From the bigrams I found that Smolder seems to have a love/hate relationship with the community. Sivir needs to team fight because she does very little damage alone. In other words, you have to play with the team to win on Sivir.

smolder_time$date <- as.Date(smolder_time$date, format = "%m/%d/%Y")

smolder_time_tokens <- smolder_time %>%
  mutate(date = as.Date(date, format = "%m/%d/%Y")) %>%
  unnest_tokens(word, text) %>%
  anti_join(stop_words, by = "word") %>%
  inner_join(nrc, by = "word", relationship = "many-to-many") %>%
  count(date, sentiment)

timeline2 <- smolder_time_tokens %>%
  arrange(date, sentiment) %>%
  group_by(sentiment) %>%
  mutate(point = row_number())

ggplot(timeline2, aes(point, n, color = sentiment, group = sentiment)) +
  geom_line(linewidth = 1) +
  scale_x_continuous(
    breaks = timeline2$point,
    labels = format(timeline2$date, "%m/%d")
  ) +
  labs(title = "Smolder Sentiment Over Time",
       x = "Date",
       y = "Sentiment Count") +
  theme_minimal() +
  theme(axis.text.x = element_text(angle = 45, hjust = 1))
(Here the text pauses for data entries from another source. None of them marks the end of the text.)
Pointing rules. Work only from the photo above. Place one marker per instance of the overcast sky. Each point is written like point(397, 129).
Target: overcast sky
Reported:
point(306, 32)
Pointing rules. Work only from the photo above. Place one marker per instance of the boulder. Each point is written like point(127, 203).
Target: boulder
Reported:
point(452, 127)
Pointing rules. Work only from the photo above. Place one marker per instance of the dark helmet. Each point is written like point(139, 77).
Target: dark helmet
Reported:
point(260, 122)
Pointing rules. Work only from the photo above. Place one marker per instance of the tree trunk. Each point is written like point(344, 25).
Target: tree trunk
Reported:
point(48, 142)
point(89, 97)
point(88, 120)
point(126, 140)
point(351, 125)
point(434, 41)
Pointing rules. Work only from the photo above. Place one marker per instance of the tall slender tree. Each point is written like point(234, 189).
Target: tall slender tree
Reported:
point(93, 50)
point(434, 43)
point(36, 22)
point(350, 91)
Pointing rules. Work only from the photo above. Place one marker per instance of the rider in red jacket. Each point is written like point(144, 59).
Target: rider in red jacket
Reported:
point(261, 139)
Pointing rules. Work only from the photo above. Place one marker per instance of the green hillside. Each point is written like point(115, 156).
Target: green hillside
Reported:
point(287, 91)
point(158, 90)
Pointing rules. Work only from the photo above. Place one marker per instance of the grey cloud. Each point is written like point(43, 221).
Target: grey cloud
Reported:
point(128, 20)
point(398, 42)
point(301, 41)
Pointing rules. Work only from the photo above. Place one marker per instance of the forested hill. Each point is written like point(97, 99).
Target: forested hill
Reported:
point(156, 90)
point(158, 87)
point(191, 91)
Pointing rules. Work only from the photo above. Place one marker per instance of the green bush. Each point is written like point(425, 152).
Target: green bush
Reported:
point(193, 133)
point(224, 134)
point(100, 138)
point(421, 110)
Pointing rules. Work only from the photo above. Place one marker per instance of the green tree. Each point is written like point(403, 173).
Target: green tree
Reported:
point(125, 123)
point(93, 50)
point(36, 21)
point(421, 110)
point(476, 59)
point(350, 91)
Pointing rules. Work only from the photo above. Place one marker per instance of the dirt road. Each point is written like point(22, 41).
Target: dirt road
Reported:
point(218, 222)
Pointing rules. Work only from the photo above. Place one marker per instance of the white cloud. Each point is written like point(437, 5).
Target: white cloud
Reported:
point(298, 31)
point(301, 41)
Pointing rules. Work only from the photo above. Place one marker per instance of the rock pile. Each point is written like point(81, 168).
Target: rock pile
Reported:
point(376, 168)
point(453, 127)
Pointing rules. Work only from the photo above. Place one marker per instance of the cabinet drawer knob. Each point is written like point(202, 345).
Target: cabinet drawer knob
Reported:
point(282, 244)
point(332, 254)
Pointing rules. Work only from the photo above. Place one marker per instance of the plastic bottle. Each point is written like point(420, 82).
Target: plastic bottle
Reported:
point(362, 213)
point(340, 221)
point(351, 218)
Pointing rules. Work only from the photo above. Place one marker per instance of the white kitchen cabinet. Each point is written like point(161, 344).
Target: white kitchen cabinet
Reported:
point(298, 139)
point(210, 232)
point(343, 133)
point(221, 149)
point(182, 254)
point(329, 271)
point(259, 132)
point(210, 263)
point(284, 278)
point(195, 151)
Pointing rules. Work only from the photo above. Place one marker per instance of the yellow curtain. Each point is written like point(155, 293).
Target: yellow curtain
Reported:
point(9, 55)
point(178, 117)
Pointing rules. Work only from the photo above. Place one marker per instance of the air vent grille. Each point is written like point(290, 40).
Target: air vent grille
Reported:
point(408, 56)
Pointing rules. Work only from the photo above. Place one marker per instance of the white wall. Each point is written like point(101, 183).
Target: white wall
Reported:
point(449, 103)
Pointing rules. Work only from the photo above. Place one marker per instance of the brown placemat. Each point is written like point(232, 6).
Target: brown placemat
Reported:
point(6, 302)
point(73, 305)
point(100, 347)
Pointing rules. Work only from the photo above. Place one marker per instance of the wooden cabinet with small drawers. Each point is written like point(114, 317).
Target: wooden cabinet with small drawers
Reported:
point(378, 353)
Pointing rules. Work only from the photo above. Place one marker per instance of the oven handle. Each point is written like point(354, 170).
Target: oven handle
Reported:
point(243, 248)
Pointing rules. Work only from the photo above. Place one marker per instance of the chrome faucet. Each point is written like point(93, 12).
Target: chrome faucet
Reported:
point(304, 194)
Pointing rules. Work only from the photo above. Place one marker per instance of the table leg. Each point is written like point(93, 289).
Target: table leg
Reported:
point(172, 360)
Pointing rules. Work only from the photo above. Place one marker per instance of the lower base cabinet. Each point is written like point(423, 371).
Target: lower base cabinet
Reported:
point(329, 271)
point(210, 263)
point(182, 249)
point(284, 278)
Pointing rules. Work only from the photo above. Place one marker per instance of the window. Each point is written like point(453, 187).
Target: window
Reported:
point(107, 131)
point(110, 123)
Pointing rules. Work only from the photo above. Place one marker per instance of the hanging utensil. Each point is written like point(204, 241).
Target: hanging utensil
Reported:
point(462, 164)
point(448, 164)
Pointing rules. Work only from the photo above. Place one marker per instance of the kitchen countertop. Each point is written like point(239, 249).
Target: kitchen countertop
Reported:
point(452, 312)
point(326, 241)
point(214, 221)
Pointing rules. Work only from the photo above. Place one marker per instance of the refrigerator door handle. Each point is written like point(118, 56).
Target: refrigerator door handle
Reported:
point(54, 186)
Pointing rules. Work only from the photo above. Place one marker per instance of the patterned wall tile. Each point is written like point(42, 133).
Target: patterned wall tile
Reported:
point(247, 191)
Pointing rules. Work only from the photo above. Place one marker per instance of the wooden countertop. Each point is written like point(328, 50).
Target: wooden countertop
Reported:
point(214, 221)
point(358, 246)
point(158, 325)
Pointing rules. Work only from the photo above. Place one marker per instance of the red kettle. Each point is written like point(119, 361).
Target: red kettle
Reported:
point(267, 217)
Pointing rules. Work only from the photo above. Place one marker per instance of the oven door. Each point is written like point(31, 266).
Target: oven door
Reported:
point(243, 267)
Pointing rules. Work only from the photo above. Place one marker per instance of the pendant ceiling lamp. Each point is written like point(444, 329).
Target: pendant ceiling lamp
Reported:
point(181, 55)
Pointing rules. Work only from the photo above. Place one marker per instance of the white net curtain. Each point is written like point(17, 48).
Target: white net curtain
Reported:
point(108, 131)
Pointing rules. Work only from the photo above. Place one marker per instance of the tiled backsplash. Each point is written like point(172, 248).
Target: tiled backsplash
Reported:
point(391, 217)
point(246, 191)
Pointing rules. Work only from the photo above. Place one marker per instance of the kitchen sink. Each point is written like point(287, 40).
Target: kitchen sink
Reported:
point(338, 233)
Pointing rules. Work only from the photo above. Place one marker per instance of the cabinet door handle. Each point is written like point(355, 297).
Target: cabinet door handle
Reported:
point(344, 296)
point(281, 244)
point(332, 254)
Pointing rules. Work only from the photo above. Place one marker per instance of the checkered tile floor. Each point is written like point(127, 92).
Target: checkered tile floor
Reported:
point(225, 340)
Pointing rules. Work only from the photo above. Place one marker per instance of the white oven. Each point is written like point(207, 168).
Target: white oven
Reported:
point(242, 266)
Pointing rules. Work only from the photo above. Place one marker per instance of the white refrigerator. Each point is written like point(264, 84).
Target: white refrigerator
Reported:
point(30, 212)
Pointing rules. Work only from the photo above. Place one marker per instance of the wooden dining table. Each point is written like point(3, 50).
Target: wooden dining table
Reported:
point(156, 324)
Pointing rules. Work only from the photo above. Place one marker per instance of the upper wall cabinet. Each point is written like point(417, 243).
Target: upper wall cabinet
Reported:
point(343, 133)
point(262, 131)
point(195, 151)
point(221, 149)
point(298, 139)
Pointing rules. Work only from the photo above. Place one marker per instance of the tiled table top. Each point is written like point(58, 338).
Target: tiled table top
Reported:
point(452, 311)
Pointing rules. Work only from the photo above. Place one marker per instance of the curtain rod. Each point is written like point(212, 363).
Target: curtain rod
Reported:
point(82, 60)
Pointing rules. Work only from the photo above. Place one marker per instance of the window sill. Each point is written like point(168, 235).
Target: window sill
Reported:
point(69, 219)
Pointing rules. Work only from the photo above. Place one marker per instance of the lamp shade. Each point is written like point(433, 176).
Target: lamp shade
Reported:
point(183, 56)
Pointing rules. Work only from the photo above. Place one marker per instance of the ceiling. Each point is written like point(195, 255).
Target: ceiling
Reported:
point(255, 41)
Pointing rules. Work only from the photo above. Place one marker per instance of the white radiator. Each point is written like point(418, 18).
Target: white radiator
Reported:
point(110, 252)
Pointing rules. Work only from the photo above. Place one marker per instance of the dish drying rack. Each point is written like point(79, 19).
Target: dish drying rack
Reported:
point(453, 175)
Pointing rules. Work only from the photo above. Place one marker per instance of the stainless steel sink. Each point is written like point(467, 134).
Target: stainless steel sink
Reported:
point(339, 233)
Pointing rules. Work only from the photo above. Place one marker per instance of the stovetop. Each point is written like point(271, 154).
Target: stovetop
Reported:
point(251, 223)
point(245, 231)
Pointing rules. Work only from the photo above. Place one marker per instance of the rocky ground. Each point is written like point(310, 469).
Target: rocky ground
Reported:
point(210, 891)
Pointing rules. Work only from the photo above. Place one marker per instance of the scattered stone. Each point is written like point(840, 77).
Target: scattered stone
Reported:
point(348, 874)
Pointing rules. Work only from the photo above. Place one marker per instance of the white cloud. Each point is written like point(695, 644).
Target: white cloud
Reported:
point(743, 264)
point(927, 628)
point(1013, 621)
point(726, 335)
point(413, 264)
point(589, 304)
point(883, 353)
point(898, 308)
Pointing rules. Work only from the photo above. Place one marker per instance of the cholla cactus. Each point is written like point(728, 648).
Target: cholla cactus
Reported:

In the timeline I found that Smolder had a big spike in positivity but other than that, I could not find anything else of value.

Ultimately, the analysis showed clear differences between how players discuss Smolder and Sivir. Sivir displayed slightly more negative sentiment overall, but also showed high levels of trust, reflecting her reputation as a dependable, team-focused marksman. Smolder, on the other hand, generated more positive sentiment and a wider emotional range, fitting his newer and more polarizing design. Bigrams revealed that Smolder has a clear love-hate relationship with the community, while Sivir’s themes emphasized her reliance on teamfighting and coordinated play. The sentiment timeline for Smolder showed one strong spike in positivity, with little variation outside that event. Taken together, these results suggest that Smolder drives more emotional reactions, while Sivir remains steady and reliable but less exciting to the community.